Similarly, one can obtain the results for the landmark methods (`LDM` and `PLDM`) using the same function `survCOND`. The unsmoothed landmark estimator is obtained using argument `method = "LDM"` whereas for obtaining the presmoothed landmark estimator the argument `presmooth = TRUE` is also required.


```{r}
plot(kmw3, confcol = "red", xlab = "Time (days)", ylab = "S(y|365)")
```


One important goal is to obtain estimates for the above estimated quantities (conditional survival probabilities) conditionally on current or past covariate measures.
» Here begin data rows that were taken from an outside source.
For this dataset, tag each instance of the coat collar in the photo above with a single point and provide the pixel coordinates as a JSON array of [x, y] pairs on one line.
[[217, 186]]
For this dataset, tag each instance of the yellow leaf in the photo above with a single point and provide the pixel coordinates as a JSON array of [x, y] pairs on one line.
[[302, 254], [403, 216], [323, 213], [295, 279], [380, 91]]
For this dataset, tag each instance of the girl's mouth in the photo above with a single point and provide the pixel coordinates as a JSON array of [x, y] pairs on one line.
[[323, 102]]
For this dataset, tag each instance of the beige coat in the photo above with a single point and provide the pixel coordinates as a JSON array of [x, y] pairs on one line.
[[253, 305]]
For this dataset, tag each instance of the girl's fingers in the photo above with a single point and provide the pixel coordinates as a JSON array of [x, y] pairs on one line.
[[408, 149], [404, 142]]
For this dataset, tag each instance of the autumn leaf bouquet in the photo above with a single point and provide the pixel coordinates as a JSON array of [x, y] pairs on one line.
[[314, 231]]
The current version of the package allow the inclusion of a single covariate.


```{r}
grade <- survCOND(survCS(rectime, censrec, survtime, censdead) ~ as.factor(grade),
                  x = 365, data = gbcsCS, method = "LDM", conf = FALSE)
plot(grade)
```


Finally, the package also allow the user to estimate the conditional survival given a continuous covariate (i.e., objects of class 'integer' or 'numeric'). For example, estimates and plot for the conditional survival for women aged 60 years, $S(y|x,Z=z)=P(T>y|T_1>x, age=60)$. 


```{r}
age <- survCOND(survCS(rectime, censrec, survtime, censdead) ~ age, x = 365, 
                z.value = 60, data = gbcsCS, conf = FALSE)
plot(age)
```


```{block2, type = "rmdhint_sestelo"}
The **inclusion of continuous covariates** can be computationally demanding. In particular, the use of bootstrap resampling techniques are time-consuming processes because it is necessary to estimate the model a great number of times. 
```


The use of the `condSURV` package to more than two consecutive events is illustrated in the Appendix of @meiramachado-sestelo:2016.